Maybe we can hunt for clues in this neglected 1970 comedy about advertising, one of the many, many, many, many Peter Sellers films which now sit ignored and gathering dust in our collective memory. Much like his friend and sometime co-star, Michael Caine (we’ll cover some of their work together later this week), Sellers seemed to delight in just making total and utter tripe. We all remember ‘The Pink Panther’ films (although we can probably agree there that quality was rarely the watch word), we of course know ‘Doctor Strangelove’ and we have a soft spot for ‘Being There’. But amongst those high points there is masses of crap, a troupe of elephants worth of crap, literally your mind would explode if you tried to visualise just how much crap there is.


What are we waiting for?


Peter Sellers is Simon Harper, a new arrival at a Madison Avenue ad agency. He comes with a big reputation, apparently having done fantastic work in Britain and looking to make it in Manhattan. Unfortunately the ad agency has chosen the wrong Simon Harper, this one has flunked out of every ad agency he ever worked at and is a joke back home. However his guileless self-confidence carries him through and he acts as if he’s earned his position. And of course when he comes up with his simple, childish ideas the yanks love them. They see it as a new wave in advertising, clients are eating out of his hand and before long he’s the wunderkind of New York. (Although ostensibly a satire on advertising, isn’t this scenario really just a swipe at Americans? After all this character was a flop in sophisticated Britain, but in New York his work is apparently infantile enough to be cutting edge). Of course this is the same type of thing Sellers would later do with Chancy Gardner, though probably the reason this  film is less well known is that ‘Being There’ doesn’t try to marry it to the occasional Inspector Clouseau pratfall or a disconcertingly rampant libido.


If you’ve seen ‘Mad Men’, then you’ll see all the trappings in their original form.  There are the very bright late 60s wall dressings and furniture, there are the girls in miniskirts, there is even a buxom redhead (although nowhere near as swoonsome as Christina Hendricks). And what’s more, once his ‘talent’ starts to show Sellers finds himself fawned over and flirted with by nubile young sweetie after nubile young sweetie. Peter Sellers as Don Draper, before Don Draper even existed. A far-seeing spoof that comments on advertising, work place politics of the time and two nations separated by a common language – whilst also peering forward to one of our finest modern day dramas.


And yet none of it works.


Peter Sellers, the fat boy of 1950s British cinema lost weight and decided he wanted to be a sex symbol. This change from just wanting to make people laugh to wanting to be James Bond had a terrible effect on his career. It’s a basic truism that it’s hard to be funny whilst also portraying yourself as a successful ladies man. The comedy of failure is just too seductive; the comedy of failure in actual seduction doubly so. As a result this film stops being a comedy, and just becomes a fantasy for a randy middle-aged man who wants to cop off with young flesh (while occasionally slipping out of an office swivel chair). There’s actually a pattern of this in Sellers’ career - his randy forty something shagging Goldie Hawn comedy ‘There’s a Girl in My Soup’ has not aged well, nor his attempts to seduce his own wife in ‘The Bobo’. It must have been nice to get the girls, the kissing scenes no doubt boosted his ego – but, seriously, why is this supposed to be funny? Even in 1970 the hand of our middle aged star creeping up the thigh of his just turned twenty secretary, would surely have counted more as ‘ewwww’ creepy rather than ‘roll around on the floor, clutch our sides, piss ourselves with laughter’ merriment.

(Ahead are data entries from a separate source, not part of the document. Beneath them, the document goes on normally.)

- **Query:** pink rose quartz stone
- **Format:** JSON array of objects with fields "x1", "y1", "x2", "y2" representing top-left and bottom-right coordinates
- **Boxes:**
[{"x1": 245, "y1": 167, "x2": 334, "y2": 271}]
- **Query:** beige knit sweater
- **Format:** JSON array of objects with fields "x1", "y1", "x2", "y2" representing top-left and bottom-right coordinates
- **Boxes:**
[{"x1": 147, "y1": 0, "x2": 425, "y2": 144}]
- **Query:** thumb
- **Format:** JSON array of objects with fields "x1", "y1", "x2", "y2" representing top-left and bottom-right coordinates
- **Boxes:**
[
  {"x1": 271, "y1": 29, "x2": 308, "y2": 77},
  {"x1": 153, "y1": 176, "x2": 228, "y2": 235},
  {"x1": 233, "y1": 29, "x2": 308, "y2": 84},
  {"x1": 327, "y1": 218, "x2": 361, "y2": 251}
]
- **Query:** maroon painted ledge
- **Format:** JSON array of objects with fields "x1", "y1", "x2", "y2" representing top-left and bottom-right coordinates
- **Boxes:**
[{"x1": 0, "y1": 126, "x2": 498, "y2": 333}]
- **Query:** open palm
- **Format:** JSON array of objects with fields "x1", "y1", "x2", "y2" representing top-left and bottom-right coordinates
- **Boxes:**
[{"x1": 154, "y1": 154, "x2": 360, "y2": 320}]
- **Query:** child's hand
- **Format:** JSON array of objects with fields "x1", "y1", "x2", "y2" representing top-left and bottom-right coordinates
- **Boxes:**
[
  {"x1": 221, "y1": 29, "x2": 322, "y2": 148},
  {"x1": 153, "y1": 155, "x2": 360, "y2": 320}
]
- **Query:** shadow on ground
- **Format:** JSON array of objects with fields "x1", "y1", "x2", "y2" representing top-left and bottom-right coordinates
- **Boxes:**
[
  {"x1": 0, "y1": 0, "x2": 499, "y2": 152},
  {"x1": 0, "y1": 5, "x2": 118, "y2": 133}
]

At the end a cameoing Roger Moore arrives as the real and unbelievable glamorous Simon Harper, the one who succeeded in London. It involves another comic pratfall from our star, but Moore exposes Sellers as a fraud. But here’s the thing, Sellers work was so good he has won the respect of his colleagues and peers, they decide to stay with the idiot savant manqué anyway. Why not? They’re all making money and living the life, so what’s not to like? And maybe that’s how ‘Mad Men’ should end. It turns out the real Don Draper didn’t die in Korea and instead walks back through the doors of Sterling Cooper to claim his place. But the power of consumerism wins out and our Don gets to keep his name and his life and they all live happily ever after.


And I will love the show more than I already do, if in this big revelation, the returning Don Draper is played by – please, please, please – Sir Roger Moore!